Basics of SimpleITK

Rishabh Bajpai · February 16, 2021

A short article on the simpleITK library’s handling of image data. After this, you’d have a good general understanding of the basic concepts regarding Image handling in SimpleITK

What is SimpleITK?

SimpleITK (SITK) is a simplified programming interface to the algorithms and data structures of the Insight Toolkit (ITK). It was developed at the National Institutes of Health (NIH) as an open resource, its primary goal is to make the algorithms available in the ITK library accessible to the broadest range of scientists whose work includes image analysis. The library is available in a wide variety of languages, these are C++, Python, R, Java, C#, Lua, Ruby, and Tcl.

SITK logo

The toolkit is organized around a data-flow architecture. That is, data is represented using data objects which are in turn processed by process objects (filters). Data objects and process objects are connected together into pipelines. Pipelines are capable of processing the data in pieces according to a user-specified memory limit set on the pipeline. However, the toolkit does not address visualization or a graphical user interface. These are left to other toolkits

Images in SimpleITK

Images in SITK are different from those we are used to seeing every day. Each pixel or voxel [3D pixel basically] is not isotropically spaced. The image is defined as a physical entity in 3D space. That means, that not only does each pixel have coordinates, but there are also direction vectors for the axis as well. Simply put, this means,

Images can have different spacing between pixels along each axis
The axes are not necessarily orthogonal.

But what will happen if we use something like NumPy to read the image data and directly plot it instead?
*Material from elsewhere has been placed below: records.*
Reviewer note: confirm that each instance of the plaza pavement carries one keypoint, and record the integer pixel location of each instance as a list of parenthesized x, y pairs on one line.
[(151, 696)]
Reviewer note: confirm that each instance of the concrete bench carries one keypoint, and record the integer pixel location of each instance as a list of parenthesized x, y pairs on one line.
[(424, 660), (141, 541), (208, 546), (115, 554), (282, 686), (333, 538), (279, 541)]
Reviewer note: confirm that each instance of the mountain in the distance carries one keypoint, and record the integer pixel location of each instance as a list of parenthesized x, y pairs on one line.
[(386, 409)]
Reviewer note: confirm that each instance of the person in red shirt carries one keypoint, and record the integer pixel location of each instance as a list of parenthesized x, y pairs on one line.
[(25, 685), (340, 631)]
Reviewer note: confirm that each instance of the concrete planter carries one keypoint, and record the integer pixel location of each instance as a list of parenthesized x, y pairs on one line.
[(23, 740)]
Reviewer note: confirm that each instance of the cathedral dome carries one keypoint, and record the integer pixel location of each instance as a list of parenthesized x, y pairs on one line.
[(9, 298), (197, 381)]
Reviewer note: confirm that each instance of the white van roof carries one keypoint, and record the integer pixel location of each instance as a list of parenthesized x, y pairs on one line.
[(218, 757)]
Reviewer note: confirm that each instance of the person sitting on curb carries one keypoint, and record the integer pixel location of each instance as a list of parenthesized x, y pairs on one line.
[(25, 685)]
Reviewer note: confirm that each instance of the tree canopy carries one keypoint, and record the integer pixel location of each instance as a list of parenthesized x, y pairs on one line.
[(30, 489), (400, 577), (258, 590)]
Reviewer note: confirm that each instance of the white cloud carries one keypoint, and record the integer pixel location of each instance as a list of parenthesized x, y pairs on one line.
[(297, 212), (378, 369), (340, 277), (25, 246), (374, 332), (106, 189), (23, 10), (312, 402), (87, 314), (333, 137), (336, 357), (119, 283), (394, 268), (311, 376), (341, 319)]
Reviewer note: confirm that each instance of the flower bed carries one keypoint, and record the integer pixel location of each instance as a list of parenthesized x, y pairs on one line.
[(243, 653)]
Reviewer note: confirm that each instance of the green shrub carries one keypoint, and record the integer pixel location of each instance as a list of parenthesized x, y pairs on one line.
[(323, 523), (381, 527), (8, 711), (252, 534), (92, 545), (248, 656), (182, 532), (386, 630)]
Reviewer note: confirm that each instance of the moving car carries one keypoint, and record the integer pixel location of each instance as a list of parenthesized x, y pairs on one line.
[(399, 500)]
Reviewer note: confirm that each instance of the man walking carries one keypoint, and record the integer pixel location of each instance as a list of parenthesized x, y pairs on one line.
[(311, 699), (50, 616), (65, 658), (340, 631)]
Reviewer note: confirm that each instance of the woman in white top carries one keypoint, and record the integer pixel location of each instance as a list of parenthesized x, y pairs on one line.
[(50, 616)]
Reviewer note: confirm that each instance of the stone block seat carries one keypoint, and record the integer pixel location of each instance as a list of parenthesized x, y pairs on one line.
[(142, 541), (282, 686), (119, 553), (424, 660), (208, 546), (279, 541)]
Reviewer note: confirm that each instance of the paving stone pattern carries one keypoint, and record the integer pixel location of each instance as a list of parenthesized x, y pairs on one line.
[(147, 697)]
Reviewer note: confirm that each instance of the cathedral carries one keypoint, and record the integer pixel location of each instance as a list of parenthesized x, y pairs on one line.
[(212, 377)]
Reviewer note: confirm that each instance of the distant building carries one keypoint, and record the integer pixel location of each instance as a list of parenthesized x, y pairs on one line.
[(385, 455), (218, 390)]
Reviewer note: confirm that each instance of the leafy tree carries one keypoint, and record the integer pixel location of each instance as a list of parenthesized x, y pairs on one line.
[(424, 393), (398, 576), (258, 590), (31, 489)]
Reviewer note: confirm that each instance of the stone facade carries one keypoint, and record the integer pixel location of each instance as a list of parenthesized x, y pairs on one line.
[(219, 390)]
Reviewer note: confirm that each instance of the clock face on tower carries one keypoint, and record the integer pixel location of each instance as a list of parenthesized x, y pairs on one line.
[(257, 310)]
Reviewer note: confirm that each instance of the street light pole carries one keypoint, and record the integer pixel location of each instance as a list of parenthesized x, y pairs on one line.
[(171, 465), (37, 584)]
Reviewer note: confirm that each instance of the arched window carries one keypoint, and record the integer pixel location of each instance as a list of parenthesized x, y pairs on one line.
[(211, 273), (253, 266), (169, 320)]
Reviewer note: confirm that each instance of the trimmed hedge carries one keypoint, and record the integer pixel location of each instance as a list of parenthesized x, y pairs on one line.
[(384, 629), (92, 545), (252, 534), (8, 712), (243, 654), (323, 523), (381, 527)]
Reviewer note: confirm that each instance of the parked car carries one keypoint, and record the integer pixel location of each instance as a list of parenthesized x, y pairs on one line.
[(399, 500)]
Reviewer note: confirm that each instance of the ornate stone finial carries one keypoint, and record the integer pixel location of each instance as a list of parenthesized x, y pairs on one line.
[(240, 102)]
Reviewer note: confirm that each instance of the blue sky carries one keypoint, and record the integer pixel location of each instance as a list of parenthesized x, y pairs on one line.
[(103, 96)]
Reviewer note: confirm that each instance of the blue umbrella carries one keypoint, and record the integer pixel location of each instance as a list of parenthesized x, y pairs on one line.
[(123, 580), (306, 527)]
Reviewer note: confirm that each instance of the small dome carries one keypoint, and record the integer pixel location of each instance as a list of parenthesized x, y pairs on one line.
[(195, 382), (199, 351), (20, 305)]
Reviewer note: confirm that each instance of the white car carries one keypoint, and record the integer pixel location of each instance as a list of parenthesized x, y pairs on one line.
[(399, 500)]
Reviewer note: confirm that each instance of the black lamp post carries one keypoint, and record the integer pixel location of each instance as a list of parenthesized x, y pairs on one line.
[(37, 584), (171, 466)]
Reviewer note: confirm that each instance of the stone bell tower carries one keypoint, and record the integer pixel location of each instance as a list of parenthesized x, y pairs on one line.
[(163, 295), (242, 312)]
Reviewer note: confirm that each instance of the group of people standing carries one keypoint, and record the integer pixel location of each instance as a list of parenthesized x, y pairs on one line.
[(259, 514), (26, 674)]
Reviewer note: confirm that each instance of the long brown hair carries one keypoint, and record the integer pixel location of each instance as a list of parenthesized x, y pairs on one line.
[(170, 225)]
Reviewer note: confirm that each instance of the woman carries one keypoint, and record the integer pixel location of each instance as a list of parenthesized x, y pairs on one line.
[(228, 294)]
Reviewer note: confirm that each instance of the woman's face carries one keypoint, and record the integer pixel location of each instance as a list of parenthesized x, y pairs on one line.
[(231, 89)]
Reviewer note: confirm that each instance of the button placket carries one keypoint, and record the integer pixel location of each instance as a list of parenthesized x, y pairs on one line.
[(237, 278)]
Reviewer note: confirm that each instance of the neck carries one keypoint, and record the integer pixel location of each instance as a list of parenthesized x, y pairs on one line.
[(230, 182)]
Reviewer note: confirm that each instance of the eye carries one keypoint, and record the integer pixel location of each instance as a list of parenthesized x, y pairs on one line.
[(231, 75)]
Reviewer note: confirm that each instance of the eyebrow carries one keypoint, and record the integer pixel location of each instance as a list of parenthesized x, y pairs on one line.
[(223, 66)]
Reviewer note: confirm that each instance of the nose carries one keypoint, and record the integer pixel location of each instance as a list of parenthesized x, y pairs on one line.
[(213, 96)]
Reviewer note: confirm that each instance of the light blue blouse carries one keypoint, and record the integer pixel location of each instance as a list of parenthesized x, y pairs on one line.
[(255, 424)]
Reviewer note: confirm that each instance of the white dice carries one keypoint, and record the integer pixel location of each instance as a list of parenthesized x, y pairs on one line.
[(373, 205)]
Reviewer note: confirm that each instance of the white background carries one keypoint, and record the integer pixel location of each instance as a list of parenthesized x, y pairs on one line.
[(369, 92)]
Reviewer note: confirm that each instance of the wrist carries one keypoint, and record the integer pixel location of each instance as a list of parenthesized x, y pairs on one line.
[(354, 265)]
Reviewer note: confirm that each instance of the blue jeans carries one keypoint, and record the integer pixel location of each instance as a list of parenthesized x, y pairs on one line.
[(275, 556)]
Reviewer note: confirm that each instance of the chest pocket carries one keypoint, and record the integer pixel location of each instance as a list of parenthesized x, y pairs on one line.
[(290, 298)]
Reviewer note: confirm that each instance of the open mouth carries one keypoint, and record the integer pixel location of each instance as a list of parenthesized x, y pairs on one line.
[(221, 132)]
Isotropic VS non-isotropic

Left. Image displayed with a viewer that is not aware of spatial meta-data. Right. Image displayed with a viewer that is aware of spatial meta- data. Image authors: here

As visible, without spatial information, scans with anisotropic spacing between pixels, as shown above, will seem distorted. Now that we’ve got a general idea of these images, let’s jump into the specifics.

Loading an image

Before we can analyze an image, we need to load it into memory.

image = sitk.ReadImage("/path/to/image/image.dcm")
print("Type:", type(image), "Image size:", size[0], size[1], size[2])

Outputs

Type: <class 'SimpleITK.SimpleITK.Image'> Image size: 512 512 3

Or if you wish to load an entire series all at once

reader = sitk.ImageSeriesReader()
dicom_names = reader.GetGDCMSeriesFileNames("/path/to/series/directory")
reader.SetFileNames(dicom_names)

image_series = reader.Execute()
size = image_series.GetSize()
print("Type:", type(image_series), "Image size:", size[0], size[1], size[2])

Outputs

Type: <class 'SimpleITK.SimpleITK.Image'> Image size: 512 512 42

A series will be loaded as a 3D image/array. If you wish to access any particular pixel values simply use the following format. For slicing, replace the indices accordingly in the general pythonic format.

## .. code to get image

x = 10  # X-coordinate of the pixel
y = 10  # Y-coordinate of the pixel
z = 0   # Z-coordinate of the pixel
value = image.GetPixel(
    (x, y, z)
)  # May throw error if (x,y,z) is out of bounds of the physical space of the image.
value2 = image[x, y, z]  # Another way of accessing value

print("image.GetPixel((x,y,z)) = ", value)
print("image[x,y,z] = ", value2)

Outputs

image.GetPixel((x,y,z)) = 123
image[x,y,z] = 123

This will give us an object of SITK Image class. Now how do we view it? The recommended viewing library from SITK is FIJI. You can, however, also use Matplotlib to view 2D images.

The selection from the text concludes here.